IN THE last chapters of The Cloister and the Hearth, Charles Reade, the author, speaks of himself as rescuing Gerard and Margaret "from long and unmerited oblivion." These two, the hero and heroine of his tale, are in real history the parents of Erasmus (1466-I536), who was the greatest humanist of the Renaissance period and the first "man of letters" in Europe after the many centuries that had passed since the fall of the Roman Empire. The little Gerard of the novel grew up to become a major personality and force in the revival of learning and the revival of the enjoyment of life, which had disappeared during the so-called Dark Ages, and came to life in the Renaissance.

 

Like the parents of many another famous man, the parents of Erasmus were forgotten by history, until Charles Reade came upon the story in old Latin manuscripts and in Erasmus' own writings.

 

Taking what facts he could find, after a tremendous labour of research and documentation, Charles Reade wove them into this novel, which is considered his masterpiece, and one of the best historical novels ever written.

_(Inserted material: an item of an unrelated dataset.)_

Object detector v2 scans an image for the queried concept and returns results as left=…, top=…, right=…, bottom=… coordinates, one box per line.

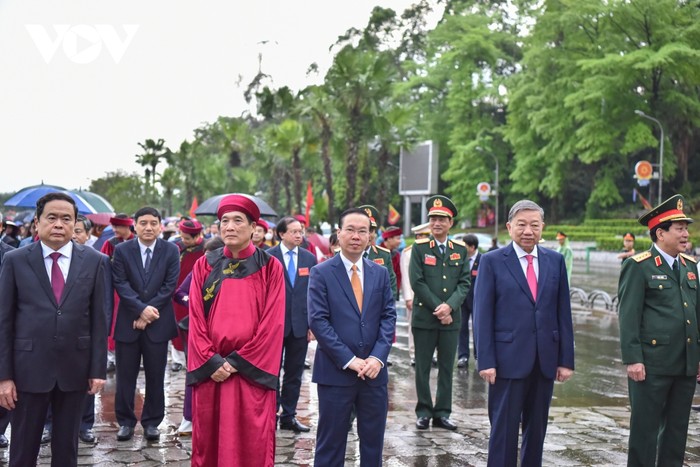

Reade was proud of the amount of historical information included in the work. All the customs of Holland, Germany, Burgundy, and Italy which are pictured in the novel give a graphic view of the manners and beliefs of European peoples in the fifteenth century. Much of the plot is based on the inhuman custom, in practice at the time, that priests could not marry.

 

Several of the six novels he wrote before The Cloister and the Hearth are concerned with social injustices in Reade's own lifetime, and which he so greatly hoped to reform. It's Never Too Late to Mend is about the abuse of prisoners and the treatment of criminals in England. Others deal with abuses in lunatic asylums, trade unions, and the degrading conditions of village life.

 

Charles Reade was born June 8, 1814 at Ipsden, Oxfordshire, England, the son of an English squire. After graduating, with honors, from Magdalen College, Oxford, he became a scholar there, and rose to the position of Dean of Arts. In 1842, he was called to the bar. He became a dramatist, and wrote many popular plays before he turned to writing novels as well. He lived most of his life in London.

 

When he died, April 11, 1884, he left his vast collection of notes and research open to the public, so that other writers could study his methods. Reade's writing is sometimes compared to that of his French contemporary, Zola, and to those of his English contemporary, Charles Dickens, because of its realism.